Movie equipment, particularly the good stuff used to make
theatrical-quality films (35 mm or 70 mm) is very heavy. You don't want
it to shake, blurring the picture, and since it has shaking parts
inside to move the film, the whole camera setup is very very heavy.
Things are less cumbersome these days, and you can shoot with a digital
camera now which helps to shrink the cameras.
In the old days, with the big, heavy cameras, the easiest kind of
shooting that could be done was inside in a big soundstage. That way
you can control the lighting, noise, and all the other variables.
People put cars in the soundstages, took the windshields out, and
filmed actors sitting in the cars. To make it look a bit as if the car
was moving, some scenery was projected on a screen in back of the car.
This gives a really really hokey effect as you well notice. The main
problems are that the actors are a little too stationary as the scenery
bounces up and down. Or worse yet, the actors are told to bounce up and
down, and their bouncing has nothing to do with how the scenery moves.
If the scenery indicates a turn is happening, and the actors don't seem
to show the effects in how their hair blows or moves, or their bodies
move, you notice the problem right away. I don't think using computer
image compositing would help, if it were done with the same kind of
thing in mind.
Even worse tricks were used in some of the lower-budget movies of
yesteryear. Sometimes if you look at the background scenery, you can
see it repeat and repeat and repeat. Yick. Or the magnification
wouldn't be right -- say the background was shot with a lens with a
different zoom setting than the people in the car.
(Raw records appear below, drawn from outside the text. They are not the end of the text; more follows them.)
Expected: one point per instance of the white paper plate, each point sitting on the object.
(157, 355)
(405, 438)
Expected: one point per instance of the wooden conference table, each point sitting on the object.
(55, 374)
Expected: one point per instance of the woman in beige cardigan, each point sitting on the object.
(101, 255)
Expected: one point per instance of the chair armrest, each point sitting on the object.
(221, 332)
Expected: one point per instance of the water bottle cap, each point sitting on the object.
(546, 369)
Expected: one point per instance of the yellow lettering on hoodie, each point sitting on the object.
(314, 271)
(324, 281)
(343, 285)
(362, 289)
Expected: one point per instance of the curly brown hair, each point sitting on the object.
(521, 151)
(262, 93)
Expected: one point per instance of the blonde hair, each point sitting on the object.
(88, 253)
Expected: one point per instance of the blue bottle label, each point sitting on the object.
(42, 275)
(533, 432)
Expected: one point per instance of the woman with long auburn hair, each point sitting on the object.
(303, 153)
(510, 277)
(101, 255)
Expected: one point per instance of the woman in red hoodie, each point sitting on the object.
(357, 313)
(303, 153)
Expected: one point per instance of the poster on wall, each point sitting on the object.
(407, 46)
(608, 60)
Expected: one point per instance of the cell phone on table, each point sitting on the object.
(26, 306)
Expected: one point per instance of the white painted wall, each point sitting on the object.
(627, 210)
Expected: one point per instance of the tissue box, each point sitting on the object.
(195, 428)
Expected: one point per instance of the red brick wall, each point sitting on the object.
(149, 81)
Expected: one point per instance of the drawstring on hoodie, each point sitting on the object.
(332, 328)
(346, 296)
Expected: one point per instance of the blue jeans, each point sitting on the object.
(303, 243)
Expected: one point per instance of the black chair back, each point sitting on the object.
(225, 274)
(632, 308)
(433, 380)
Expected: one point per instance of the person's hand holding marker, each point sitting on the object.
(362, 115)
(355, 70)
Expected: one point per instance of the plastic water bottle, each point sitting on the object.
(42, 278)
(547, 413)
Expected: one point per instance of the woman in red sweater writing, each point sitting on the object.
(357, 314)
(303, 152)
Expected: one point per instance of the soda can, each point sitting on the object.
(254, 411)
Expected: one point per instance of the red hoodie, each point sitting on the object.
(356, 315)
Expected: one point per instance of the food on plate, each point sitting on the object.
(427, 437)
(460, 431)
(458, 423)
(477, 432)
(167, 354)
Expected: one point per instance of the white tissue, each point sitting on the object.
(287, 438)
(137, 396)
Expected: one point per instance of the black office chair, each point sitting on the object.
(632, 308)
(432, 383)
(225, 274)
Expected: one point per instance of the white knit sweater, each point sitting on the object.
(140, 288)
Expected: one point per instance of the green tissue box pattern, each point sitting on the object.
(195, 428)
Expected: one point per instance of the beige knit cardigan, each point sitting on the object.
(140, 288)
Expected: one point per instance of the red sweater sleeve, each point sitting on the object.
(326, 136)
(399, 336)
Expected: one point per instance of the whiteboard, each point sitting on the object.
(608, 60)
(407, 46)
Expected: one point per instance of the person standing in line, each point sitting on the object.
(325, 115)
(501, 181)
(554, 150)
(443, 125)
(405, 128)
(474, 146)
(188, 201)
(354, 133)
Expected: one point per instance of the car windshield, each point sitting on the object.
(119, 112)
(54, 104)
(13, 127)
You can make more realistic car scenes by selecting a lighter
weight movie camera and attaching it to the car as it moves. Usually
you have to remove the windows or the windshield (which introduces its
own problems). Then there's motion blur to worry about. Also, it's well
known that panning scenery around as cars turn can make audience
members feel sick.
Watch a few movies and TV shows, and see how you like the car scenes, and try to figure out how they did it!